According to contemporary romantic comedy orthodoxy, if you haven't achieved everything you've ever dreamed and landed a perfect husband by the ripe old age of 28, then you are an utter abject failure, worthy of ridicule. This bitter pill is served up early on in Morning Glory, presented bluntly by a bleary-eyed mother to her relentlessly ladder-climbing daughter over lunch. That tirelessly plucky gal is Becky Fuller, the archetypal movie career-girl, played with 10,000-watt perkiness by Rachel McAdams. She's so desperate to leave behind her rinky-dink New Jersey a.m. TV gig that she blindly signs on as the newest revolving door executive producer on a moribund, fourth-rate network morning show called Daybreak, which is on the brink of collapse. Becky's Hail Mary play is to replace the show's shallow cad male anchor (the hysterical Ty Burrell) with legendary newsman Mike Pomeroy (Ford), unjustly put out to pasture but still under contract. This unlikely duo forms the core of what turns out to be a strictly platonic romance of comedic opposites; She's all sunshiny orange juice sweetness, and he seems to be perpetually sucking on a lemon.

Harrison Ford stopped having any fun in movies sometime around A Clear and Present Danger, so it's a kick to see him engaged in a role for once. He blusters and grumbles his way through every scene, a powerhouse outraged to be stuck doing cooking segments, and five-part exposés on menopause.

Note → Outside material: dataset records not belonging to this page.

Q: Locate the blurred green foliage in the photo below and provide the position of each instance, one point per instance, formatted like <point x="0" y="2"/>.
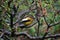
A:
<point x="50" y="5"/>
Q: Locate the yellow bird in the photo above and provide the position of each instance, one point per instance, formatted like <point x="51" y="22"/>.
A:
<point x="26" y="21"/>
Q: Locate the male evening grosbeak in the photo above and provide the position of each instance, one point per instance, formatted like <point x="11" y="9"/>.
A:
<point x="28" y="20"/>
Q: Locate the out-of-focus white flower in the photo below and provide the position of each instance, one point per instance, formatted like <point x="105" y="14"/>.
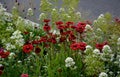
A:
<point x="69" y="62"/>
<point x="118" y="41"/>
<point x="96" y="51"/>
<point x="9" y="28"/>
<point x="88" y="27"/>
<point x="30" y="12"/>
<point x="106" y="49"/>
<point x="101" y="16"/>
<point x="11" y="55"/>
<point x="78" y="14"/>
<point x="103" y="74"/>
<point x="9" y="46"/>
<point x="88" y="47"/>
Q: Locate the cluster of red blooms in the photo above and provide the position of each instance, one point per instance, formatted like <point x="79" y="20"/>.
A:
<point x="24" y="75"/>
<point x="101" y="45"/>
<point x="117" y="20"/>
<point x="1" y="69"/>
<point x="3" y="54"/>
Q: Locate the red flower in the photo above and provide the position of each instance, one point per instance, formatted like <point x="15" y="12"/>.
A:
<point x="46" y="20"/>
<point x="43" y="39"/>
<point x="52" y="40"/>
<point x="117" y="20"/>
<point x="59" y="23"/>
<point x="37" y="50"/>
<point x="72" y="37"/>
<point x="24" y="75"/>
<point x="4" y="54"/>
<point x="101" y="45"/>
<point x="46" y="28"/>
<point x="74" y="46"/>
<point x="1" y="67"/>
<point x="80" y="45"/>
<point x="1" y="72"/>
<point x="80" y="27"/>
<point x="27" y="48"/>
<point x="25" y="32"/>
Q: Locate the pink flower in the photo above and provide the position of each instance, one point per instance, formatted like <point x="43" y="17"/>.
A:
<point x="24" y="75"/>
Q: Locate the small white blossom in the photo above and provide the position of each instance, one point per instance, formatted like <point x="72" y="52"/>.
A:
<point x="96" y="51"/>
<point x="69" y="62"/>
<point x="88" y="27"/>
<point x="103" y="74"/>
<point x="100" y="16"/>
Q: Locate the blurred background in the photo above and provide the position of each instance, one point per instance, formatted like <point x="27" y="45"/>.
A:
<point x="90" y="9"/>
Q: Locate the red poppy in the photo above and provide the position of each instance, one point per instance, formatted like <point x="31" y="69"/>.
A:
<point x="52" y="40"/>
<point x="37" y="50"/>
<point x="74" y="46"/>
<point x="24" y="75"/>
<point x="82" y="46"/>
<point x="46" y="28"/>
<point x="46" y="20"/>
<point x="62" y="38"/>
<point x="1" y="72"/>
<point x="61" y="27"/>
<point x="1" y="67"/>
<point x="27" y="48"/>
<point x="80" y="27"/>
<point x="43" y="39"/>
<point x="4" y="54"/>
<point x="25" y="32"/>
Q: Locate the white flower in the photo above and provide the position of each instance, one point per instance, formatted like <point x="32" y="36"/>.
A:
<point x="69" y="62"/>
<point x="11" y="55"/>
<point x="30" y="12"/>
<point x="118" y="41"/>
<point x="42" y="16"/>
<point x="103" y="74"/>
<point x="96" y="51"/>
<point x="106" y="49"/>
<point x="88" y="47"/>
<point x="88" y="27"/>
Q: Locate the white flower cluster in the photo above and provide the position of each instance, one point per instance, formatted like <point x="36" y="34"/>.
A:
<point x="18" y="38"/>
<point x="88" y="49"/>
<point x="103" y="74"/>
<point x="30" y="12"/>
<point x="9" y="46"/>
<point x="69" y="62"/>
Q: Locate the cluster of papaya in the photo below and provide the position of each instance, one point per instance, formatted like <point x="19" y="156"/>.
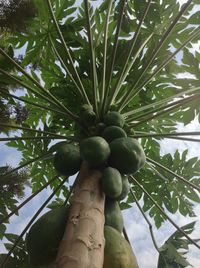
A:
<point x="105" y="147"/>
<point x="102" y="145"/>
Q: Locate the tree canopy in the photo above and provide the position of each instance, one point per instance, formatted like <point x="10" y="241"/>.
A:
<point x="136" y="57"/>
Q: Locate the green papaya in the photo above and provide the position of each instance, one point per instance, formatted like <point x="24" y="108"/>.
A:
<point x="95" y="151"/>
<point x="111" y="182"/>
<point x="127" y="155"/>
<point x="117" y="252"/>
<point x="43" y="239"/>
<point x="125" y="188"/>
<point x="113" y="215"/>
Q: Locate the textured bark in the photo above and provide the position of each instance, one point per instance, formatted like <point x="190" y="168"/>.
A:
<point x="82" y="245"/>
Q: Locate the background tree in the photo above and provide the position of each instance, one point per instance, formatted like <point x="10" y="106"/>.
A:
<point x="127" y="55"/>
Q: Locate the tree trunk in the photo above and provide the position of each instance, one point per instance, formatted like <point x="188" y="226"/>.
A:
<point x="82" y="245"/>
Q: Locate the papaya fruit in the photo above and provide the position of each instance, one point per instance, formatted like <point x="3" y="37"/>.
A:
<point x="127" y="155"/>
<point x="111" y="182"/>
<point x="113" y="215"/>
<point x="117" y="251"/>
<point x="114" y="119"/>
<point x="113" y="132"/>
<point x="43" y="239"/>
<point x="67" y="159"/>
<point x="94" y="150"/>
<point x="125" y="188"/>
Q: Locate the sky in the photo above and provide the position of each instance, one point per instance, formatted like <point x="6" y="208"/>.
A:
<point x="137" y="228"/>
<point x="135" y="224"/>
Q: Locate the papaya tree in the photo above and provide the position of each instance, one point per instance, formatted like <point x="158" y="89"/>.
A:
<point x="97" y="86"/>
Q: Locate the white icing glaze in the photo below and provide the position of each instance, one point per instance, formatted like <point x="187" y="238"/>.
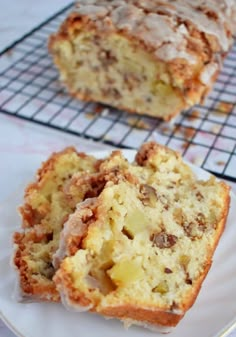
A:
<point x="208" y="72"/>
<point x="161" y="24"/>
<point x="71" y="306"/>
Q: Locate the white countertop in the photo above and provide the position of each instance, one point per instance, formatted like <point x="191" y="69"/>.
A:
<point x="20" y="139"/>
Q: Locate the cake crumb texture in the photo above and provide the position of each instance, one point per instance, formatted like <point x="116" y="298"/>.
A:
<point x="140" y="249"/>
<point x="148" y="57"/>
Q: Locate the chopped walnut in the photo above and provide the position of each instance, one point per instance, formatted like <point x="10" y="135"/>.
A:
<point x="162" y="288"/>
<point x="164" y="240"/>
<point x="148" y="195"/>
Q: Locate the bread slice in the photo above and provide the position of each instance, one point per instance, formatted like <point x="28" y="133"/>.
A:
<point x="151" y="57"/>
<point x="140" y="250"/>
<point x="44" y="212"/>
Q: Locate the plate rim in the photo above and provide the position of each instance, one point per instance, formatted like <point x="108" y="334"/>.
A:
<point x="228" y="328"/>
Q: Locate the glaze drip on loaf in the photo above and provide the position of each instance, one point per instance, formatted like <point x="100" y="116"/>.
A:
<point x="148" y="57"/>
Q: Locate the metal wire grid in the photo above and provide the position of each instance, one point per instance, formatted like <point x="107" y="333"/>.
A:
<point x="29" y="89"/>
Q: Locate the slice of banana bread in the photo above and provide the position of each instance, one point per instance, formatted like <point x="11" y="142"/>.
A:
<point x="43" y="214"/>
<point x="148" y="57"/>
<point x="140" y="250"/>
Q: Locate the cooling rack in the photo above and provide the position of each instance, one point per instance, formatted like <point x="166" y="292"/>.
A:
<point x="29" y="89"/>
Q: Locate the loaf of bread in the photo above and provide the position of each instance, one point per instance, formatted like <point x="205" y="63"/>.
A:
<point x="44" y="212"/>
<point x="148" y="57"/>
<point x="140" y="249"/>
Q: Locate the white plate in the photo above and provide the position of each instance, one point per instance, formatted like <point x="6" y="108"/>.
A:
<point x="213" y="314"/>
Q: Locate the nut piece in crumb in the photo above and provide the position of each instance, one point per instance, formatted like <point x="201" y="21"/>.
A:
<point x="164" y="240"/>
<point x="144" y="57"/>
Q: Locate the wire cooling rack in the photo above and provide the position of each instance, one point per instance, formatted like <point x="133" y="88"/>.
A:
<point x="29" y="89"/>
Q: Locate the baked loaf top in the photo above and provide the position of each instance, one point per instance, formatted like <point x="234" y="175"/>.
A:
<point x="171" y="28"/>
<point x="140" y="250"/>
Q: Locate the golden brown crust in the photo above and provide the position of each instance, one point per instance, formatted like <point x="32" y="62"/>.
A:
<point x="206" y="235"/>
<point x="35" y="245"/>
<point x="194" y="65"/>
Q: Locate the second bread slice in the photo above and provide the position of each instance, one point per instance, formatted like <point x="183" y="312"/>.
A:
<point x="141" y="249"/>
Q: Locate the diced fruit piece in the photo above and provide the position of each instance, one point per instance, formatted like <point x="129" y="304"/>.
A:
<point x="126" y="272"/>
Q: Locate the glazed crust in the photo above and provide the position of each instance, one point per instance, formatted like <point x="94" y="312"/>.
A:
<point x="191" y="61"/>
<point x="38" y="232"/>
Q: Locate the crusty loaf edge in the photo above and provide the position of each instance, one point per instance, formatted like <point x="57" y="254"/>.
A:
<point x="195" y="90"/>
<point x="160" y="320"/>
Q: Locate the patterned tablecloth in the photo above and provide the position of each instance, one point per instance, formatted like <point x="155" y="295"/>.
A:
<point x="19" y="139"/>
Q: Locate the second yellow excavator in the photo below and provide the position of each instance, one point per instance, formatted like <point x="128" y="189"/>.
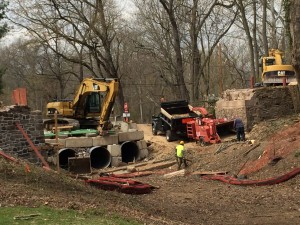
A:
<point x="274" y="71"/>
<point x="90" y="108"/>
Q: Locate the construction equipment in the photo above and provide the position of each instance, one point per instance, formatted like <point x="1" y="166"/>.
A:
<point x="202" y="129"/>
<point x="178" y="119"/>
<point x="274" y="71"/>
<point x="90" y="108"/>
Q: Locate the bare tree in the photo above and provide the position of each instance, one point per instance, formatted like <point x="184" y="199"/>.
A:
<point x="295" y="30"/>
<point x="88" y="27"/>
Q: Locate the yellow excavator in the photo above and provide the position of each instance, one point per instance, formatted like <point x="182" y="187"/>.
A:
<point x="90" y="108"/>
<point x="274" y="71"/>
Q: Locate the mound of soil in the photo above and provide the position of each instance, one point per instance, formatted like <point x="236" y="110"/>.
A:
<point x="273" y="151"/>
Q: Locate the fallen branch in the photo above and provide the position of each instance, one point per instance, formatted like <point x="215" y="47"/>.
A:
<point x="252" y="148"/>
<point x="269" y="181"/>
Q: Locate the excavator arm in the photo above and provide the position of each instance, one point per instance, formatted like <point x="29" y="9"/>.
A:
<point x="95" y="97"/>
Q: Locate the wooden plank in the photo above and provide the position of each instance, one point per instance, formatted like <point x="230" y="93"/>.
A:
<point x="179" y="173"/>
<point x="252" y="148"/>
<point x="209" y="172"/>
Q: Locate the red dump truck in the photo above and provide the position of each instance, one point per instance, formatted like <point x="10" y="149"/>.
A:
<point x="178" y="119"/>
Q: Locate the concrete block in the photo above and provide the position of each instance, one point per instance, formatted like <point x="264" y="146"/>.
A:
<point x="61" y="142"/>
<point x="114" y="150"/>
<point x="133" y="126"/>
<point x="105" y="140"/>
<point x="141" y="144"/>
<point x="143" y="153"/>
<point x="79" y="142"/>
<point x="131" y="136"/>
<point x="116" y="161"/>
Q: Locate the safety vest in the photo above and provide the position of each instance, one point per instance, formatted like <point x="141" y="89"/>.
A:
<point x="179" y="151"/>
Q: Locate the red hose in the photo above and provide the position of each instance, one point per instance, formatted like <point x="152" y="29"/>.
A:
<point x="269" y="181"/>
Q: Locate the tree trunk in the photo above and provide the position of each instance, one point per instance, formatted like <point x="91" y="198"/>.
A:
<point x="169" y="8"/>
<point x="295" y="30"/>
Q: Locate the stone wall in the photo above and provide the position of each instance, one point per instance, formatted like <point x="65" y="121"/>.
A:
<point x="256" y="105"/>
<point x="11" y="138"/>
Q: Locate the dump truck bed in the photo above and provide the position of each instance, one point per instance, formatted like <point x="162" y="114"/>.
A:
<point x="177" y="110"/>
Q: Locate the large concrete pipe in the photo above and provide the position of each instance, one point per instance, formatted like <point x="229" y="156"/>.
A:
<point x="129" y="151"/>
<point x="63" y="156"/>
<point x="100" y="157"/>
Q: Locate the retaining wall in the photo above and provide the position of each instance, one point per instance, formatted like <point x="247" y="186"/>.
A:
<point x="11" y="138"/>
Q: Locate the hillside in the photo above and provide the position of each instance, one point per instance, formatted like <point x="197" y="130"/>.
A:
<point x="184" y="200"/>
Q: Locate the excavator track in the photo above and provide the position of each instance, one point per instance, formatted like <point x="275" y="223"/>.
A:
<point x="49" y="124"/>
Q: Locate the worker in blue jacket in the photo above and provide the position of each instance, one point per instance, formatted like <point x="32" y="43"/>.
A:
<point x="180" y="154"/>
<point x="240" y="130"/>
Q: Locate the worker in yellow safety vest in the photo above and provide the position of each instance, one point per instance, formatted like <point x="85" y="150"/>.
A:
<point x="180" y="155"/>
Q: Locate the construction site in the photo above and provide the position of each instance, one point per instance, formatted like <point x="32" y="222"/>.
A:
<point x="131" y="169"/>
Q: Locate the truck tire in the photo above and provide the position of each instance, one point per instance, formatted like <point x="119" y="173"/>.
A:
<point x="169" y="136"/>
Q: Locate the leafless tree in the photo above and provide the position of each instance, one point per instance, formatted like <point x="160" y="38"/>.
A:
<point x="89" y="29"/>
<point x="295" y="29"/>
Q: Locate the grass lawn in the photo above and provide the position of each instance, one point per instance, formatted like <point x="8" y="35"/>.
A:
<point x="49" y="216"/>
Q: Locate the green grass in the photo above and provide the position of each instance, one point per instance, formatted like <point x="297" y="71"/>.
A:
<point x="49" y="216"/>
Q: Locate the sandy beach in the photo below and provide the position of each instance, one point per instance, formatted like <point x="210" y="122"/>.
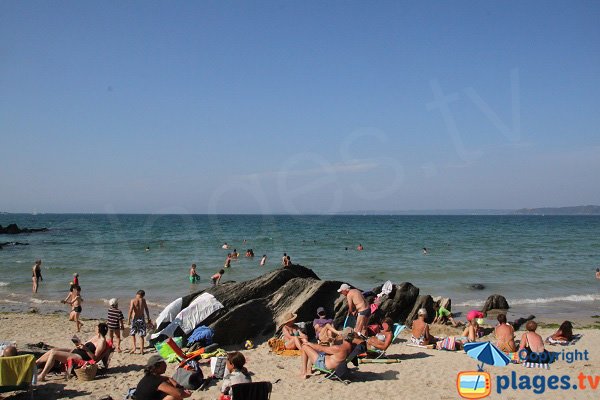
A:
<point x="423" y="373"/>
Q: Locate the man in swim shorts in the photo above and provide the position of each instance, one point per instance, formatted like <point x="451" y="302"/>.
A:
<point x="137" y="308"/>
<point x="325" y="357"/>
<point x="357" y="306"/>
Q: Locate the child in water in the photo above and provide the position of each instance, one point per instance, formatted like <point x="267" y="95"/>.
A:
<point x="75" y="300"/>
<point x="216" y="278"/>
<point x="194" y="277"/>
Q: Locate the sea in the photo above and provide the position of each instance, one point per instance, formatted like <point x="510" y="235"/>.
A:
<point x="543" y="265"/>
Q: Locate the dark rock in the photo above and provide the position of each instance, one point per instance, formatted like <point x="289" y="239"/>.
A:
<point x="517" y="323"/>
<point x="477" y="286"/>
<point x="495" y="302"/>
<point x="13" y="229"/>
<point x="255" y="309"/>
<point x="399" y="302"/>
<point x="425" y="302"/>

Hollywood once had a use for witty, urbane satires, and these sorts of films were made by such heavy hitters as Mike Nichols, yet Morning Glory is helmed by a pleasant bantamweight Roger Michell [cq] (Notting Hill) who stings like a butterfly. Here, the eternal struggle between entertainment and substance in news is reduced to a comparison between donuts and bran flakes. It's a decent gag, but the film is eager to force everything through the same glittery prism it rightly accuses TV of doing to the news.

However, grading on the bell curve of modern romantic comedy, Morning Glory is heady stuff. It's charming, funny and as frothy as the ubiquitous lattes everyone runs around drinking out of those blue Grecian coffee cups found only in New York. Those paper cups are cinema shorthand for big city hustle and bustle, and the hurried script is loaded with similar shortcuts, summarizing characters and whole subplots into mere blurbs, as it races along like it's trying catch a taxi in Midtown. Bubbly Diane Keaton luckily gets turned into an afterthought, as does Patrick Wilson, as McAdams' dull romantic interest seemingly on hand just to prevent any creepy May-December make-out scenes. Maybe substance is more than we can hope for in a rom com, and should be satisfied with a few laughs and smiles, but despite some tantalizing glimpses, it's clear: the donuts won.